The tradition of serving meals on plantain leaves endures in South India, especially at formal events.

Rice is the staple diet, with fish being an integral component of coastal South Indian meals. Coconut is an important ingredient in Kerala and coastal part of Karnataka of South India, whereas the cuisine in Andhra Pradesh is characterized by the delicious pickles, spicy aromatic curries and the generous use of chili powder. Dosa, Idli, Uttapam etc. are popular throughout the region. Coastal areas like the state of Kerala and the city of Mangalore are known for their seafood. South Indian coffee is generally quite robust, and coffee is a preferred drink throughout the Malabar region.Tamil Nadu is well known for its idli,dosai,pongal,sambhar,vadai, puri,which is the common breakfast in Tamil families.

Music

Main article: Carnatic music

There is a variety of music. It ranges from rural folk music to the sophisticated Indian Classical Music of South India is known as Carnatic music (after Carnatic, the name by which south India was known in the earlier colonial days. Sarang Dev coined south Indian classical music as karnatic Music). It includes melodious, mostly devotional, rhythmic and structured music by composers such as Purandara Dasa, Kanaka Dasaru, Tyagaraja, Dikshathar, Shyama Sasthri, and Swati Tirunal. It is difficult to discuss the culture and music of the four states of South India in a single breath. In Tamil Nadu, there is Tamil Pann, which is sung by Oduvars in Temples. They sing the works of famous Tamil Poets like Sambandar, etc. in various panns (another word for raagas).

Hindu Temple Music

The main instrument that is used in south Indian Hindu temples is the nadaswaram. It is said to have been created when the very first temple was established in South India. The nadaswaram and the thavil were played together in South Indian temples to create a periya melam ensemble. Because of its harsh tone, periya melam is not favored by many Europeans, but to South India, it is a sound of pride and majesty. For many temple traditions, periya melam is necessary for worshippers to feel a spiritual presence. Periya melam is used to play for daily rituals inside the temples and annual rituals outside and around temples.[27]

Dance

Ancient Sanskrit drama tradition Koodiyattam. Nātyāchārya Padma Shri Māni Mādhava Chākyār as Ravana

The South Indian culture is celebrated in the elaborate dance forms of South India - Koodiyattam, Bharatanatyam, Oyilattam, Karakattam, Kuchipudi, Kathakali, Thirayattam, Theyyam, Bhuta Kola, Ottamthullal, Oppana, Kerala Natanam, Mohiniaattam and Yakshagana. The Bharatanatyam is the celebration of the eternal universe through the celebration of the beauty of the body.[1][2][3][4][5] This is done through its tenets of having a perfectly erect posture, a straight and pout curving stomach, a well rounded and proportionate body mass- to the body structure, very long hair and curvaceous hips.[1][2][4] These tenets bring to life the philosophy of Natyashastra, ‘Angikam bhuvanam yasya’ (The body is your world).[1][2][4] This is elaborated in the araimandi posture, wherein the performer assumes a half sitting position with the knees turned sideways, with a very erect posture. In this fundamental posture of the Bharatanatyam dance, the distance between the head and the navel becomes equal to that between the earth and the navel. In a similar way the distance between the outstretched right arm to the outstretched left arm becomes equal to the distance between the head and the feet, thus representing the "Natyapurusha", the embodiment of life and creation.[1][2][4]

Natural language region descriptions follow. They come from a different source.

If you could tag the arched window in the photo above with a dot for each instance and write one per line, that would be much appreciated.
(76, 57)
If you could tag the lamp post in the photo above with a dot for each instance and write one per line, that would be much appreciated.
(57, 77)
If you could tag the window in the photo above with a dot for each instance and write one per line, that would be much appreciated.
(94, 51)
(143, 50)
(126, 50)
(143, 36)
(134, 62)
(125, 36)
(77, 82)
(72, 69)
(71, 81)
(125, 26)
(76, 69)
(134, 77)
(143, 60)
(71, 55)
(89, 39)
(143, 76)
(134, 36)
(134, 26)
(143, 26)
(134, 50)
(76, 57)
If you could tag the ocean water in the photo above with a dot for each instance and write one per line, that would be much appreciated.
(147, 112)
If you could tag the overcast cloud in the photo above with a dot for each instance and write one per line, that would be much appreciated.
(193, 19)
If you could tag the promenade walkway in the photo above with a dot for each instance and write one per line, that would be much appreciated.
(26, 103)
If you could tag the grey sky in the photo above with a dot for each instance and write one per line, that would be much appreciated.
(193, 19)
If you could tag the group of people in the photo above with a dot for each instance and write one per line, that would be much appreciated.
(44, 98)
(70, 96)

Architecture and paintings

The ruins at Hampi attest to the richness of Vijayanagara architecture.
Raja Ravi Varma's paintings combined European techniques with a distinctly south Indian sensibility.

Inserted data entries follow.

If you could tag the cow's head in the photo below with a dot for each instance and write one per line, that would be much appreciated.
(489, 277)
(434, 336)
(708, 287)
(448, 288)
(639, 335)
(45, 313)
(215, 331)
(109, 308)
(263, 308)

South India boasts of having two enchanting styles of rock architecture, the pure dravida style of Tamil Nadu and the Vesara style (also called Karnata dravida style) present in Karnataka. The inspirational temple sculptures of Mahabalipuram, Tanjore, Hampi, Badami, Pattadakal, Aihole, Belur, Halebidu, Lakkundi, Shravanabelagola, Madurai and the mural paintings of Travancore and Lepakshi temples, also stand as a testament to South Indian culture. The paintings of Raja Ravi Varma are considered classic renditions of many themes of South Indian life and mythology. There are several examples of Kerala Mural paintings in the Mattancherry Palace and the Shiva kshetram at Ettamanoor. South India is home, as of April 2006, to 5 of the 26 World Heritage listed sites in India.[28]

Sculptures and figurine

Sculptures at Hampi embodying human expression, Karnataka.

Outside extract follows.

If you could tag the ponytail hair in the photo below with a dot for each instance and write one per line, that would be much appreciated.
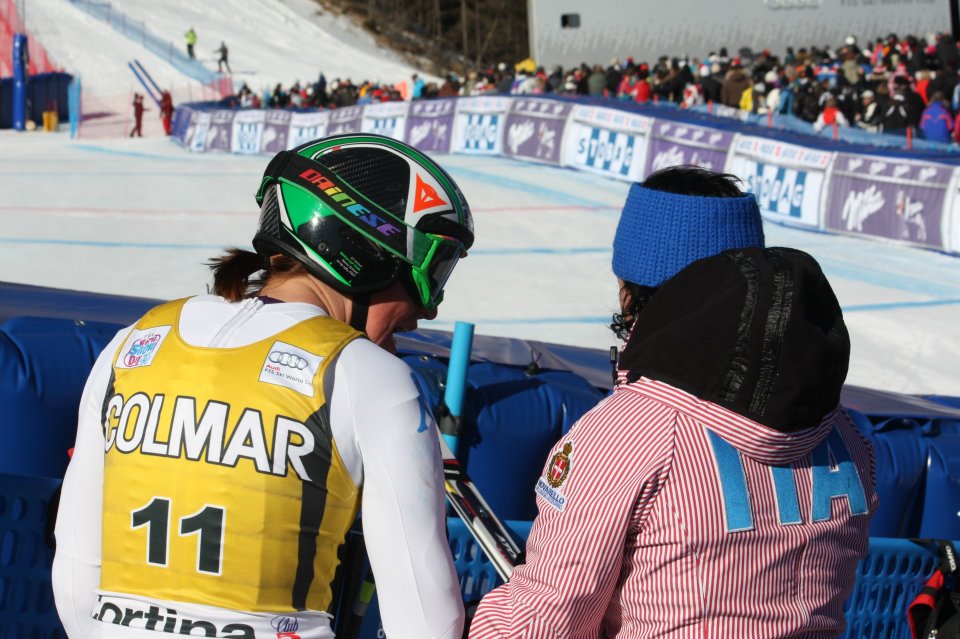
(239, 274)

Sculptures became one of the finest medium of South Indian expression after the human form of dance. In this medium it was possible to etch the three-dimensional form in time. The traditional South Indian sculptor starts his sculpture of the divinities from the navel which is always represented unclothed by the sari. A koshta or grid of the sculpture would show the navel to be right at the centre of the sculpture, representing the source of the union of the finite body and the infinite universe. Sculptures adorn many of the temples around the complexes and also inside them. They are also depiction of dance steps of various stylizations and have served to preserve dance forms and revive it.[3]

Literature and philosophy

Tiruvalluvar, the author of the Tirukkural.

South India has a literary tradition reaching back over two thousand years. The first known literature of South India are the poetic Sangams, which were written in Tamil around two to one and a half thousand years ago. The Kannada classic Kavirajamarga, written in 850 CE by King Amoghavarsha I, makes references to Kannada literature of King Durvinita in early sixth century CE. Tamil Buddhist commentators of the tenth century CE, Nemrinatham makes references to Kannada literature of fourth century CE Distinct Malayalam and Telugu literary traditions developed in the following centuries. The artistic expressions of the South Indian people shows their admiration of the magnificence of nature and its rhythms. Some of the works include Silappadhikaram by Ilango Adigal, Tholkappiam written by Tholkappiar, Thiruvalluvar’s Thirukural and Kumaravyasa's Karnata Bharata Katamanjari and Pampa's Vikramarjuna Vijaya "Andhra Maha Bharatamu" by the three poets namely Nannaya, Tikkana and Errana, and Shiva Sharana's like"'Basavanna's'' andAKKA MAHADEVI's "VACHANA'S". In South Indian literature and philosophy, women are considered very powerful. A married woman is regarded as auspicious, her shakti or mother-feminine power, protects and empowers her husband and their children. Contemporary Kannada writers have received eight Jnanapith awards which is the highest for any Indian language.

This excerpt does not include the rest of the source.